Guilty is your fifth fragrance for Gucci, which pretty much makes you an old pro at this point. How does working on beauty relate to the more fashion-specific endeavors you produce for the house?
Creating something for beauty is very different. I had to learn and train to understand what goes into creating a fragrance and the scent. The timing is very different from creating a collection; it took two years to create Guilty! Deciding on the bottle design, packaging, the design of the elements, and the choice of the materials, however, are all very similar to designing an accessory.
How involved in the formulation process were you?

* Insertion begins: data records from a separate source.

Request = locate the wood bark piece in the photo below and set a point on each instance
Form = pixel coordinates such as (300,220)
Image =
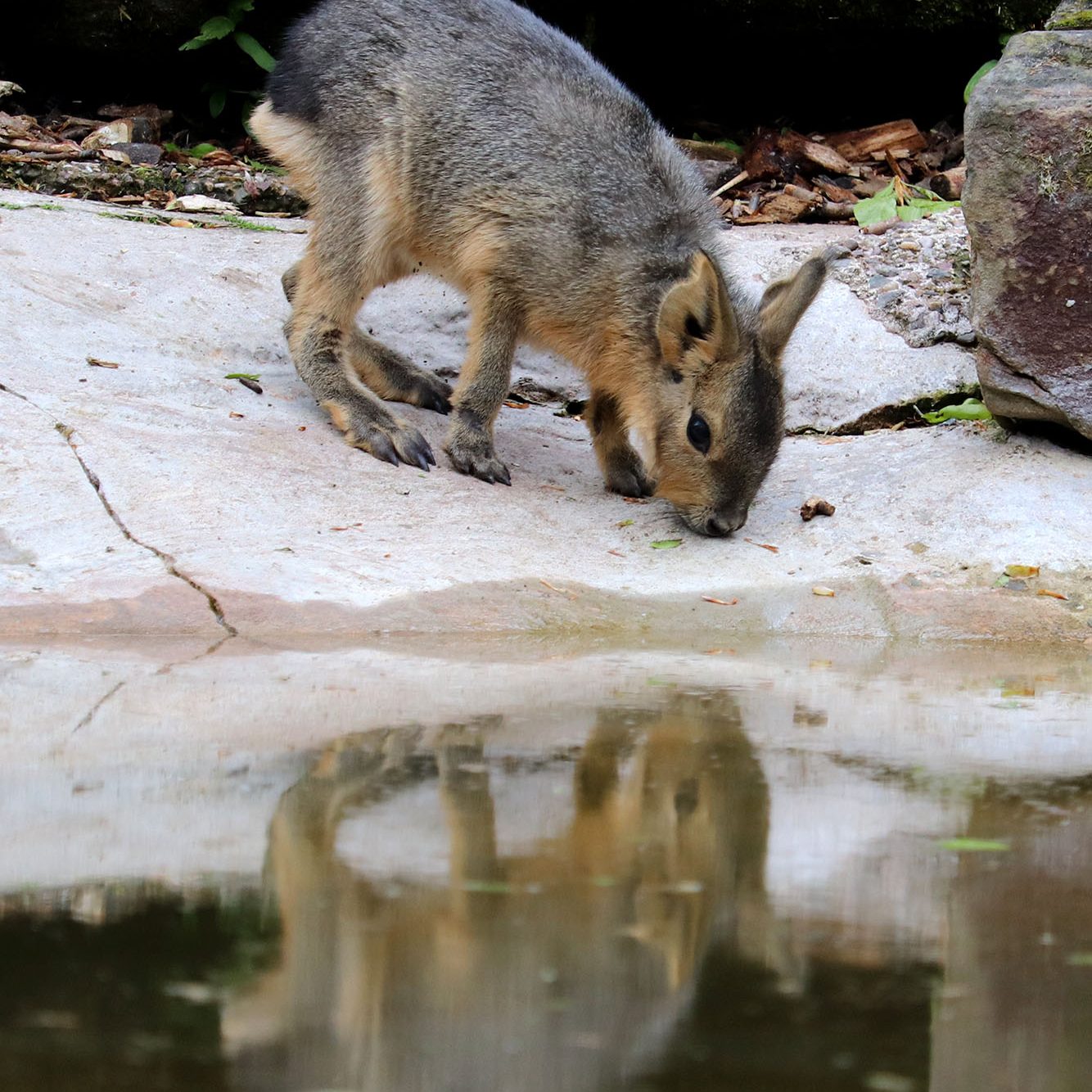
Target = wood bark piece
(949,183)
(860,146)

I was very involved from start to finish. In order to create the fragrance, I worked with P&G Prestige specialists to understand the right balance of the elements. We would brainstorm together first, then they’d come back to me with four to five different options. Then I would eliminate and pick which options fit the project. From there, we’d determine the right balance, if it was too sweet, too floral, or too strong on the skin. It’s a long process.

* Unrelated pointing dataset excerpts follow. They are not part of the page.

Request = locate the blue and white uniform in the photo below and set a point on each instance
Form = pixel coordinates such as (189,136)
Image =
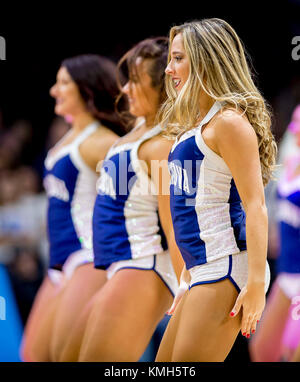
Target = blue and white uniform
(207,214)
(126,226)
(288,216)
(70,185)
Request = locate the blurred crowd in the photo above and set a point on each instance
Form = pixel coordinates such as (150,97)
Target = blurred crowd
(23,206)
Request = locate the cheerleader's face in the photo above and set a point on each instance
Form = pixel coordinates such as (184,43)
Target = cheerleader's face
(179,66)
(143,98)
(67,96)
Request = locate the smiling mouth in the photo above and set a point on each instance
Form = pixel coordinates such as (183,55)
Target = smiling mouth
(59,101)
(176,83)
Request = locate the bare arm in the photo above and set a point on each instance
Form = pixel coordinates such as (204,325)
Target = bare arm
(236,142)
(157,161)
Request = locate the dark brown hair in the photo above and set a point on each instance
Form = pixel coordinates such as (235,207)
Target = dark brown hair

Sounds like it. What about the concept for the fragrance itself—how did that come about?
When we were thinking of the name, I knew I wanted it to be something that was very short and memorable. One day I was driving my car and I heard the song “Guilty” by Barbra Streisand, and I said, “OK—Guilty. We have the name!” Also, I was in love with the beautiful image of Barbra Streisand’s album cover with Kris Kristofferson, where she is embracing him and her arms look like the interlocking Gs on the fragrance bottle. I love this picture. This was also the inspiration for the print campaign.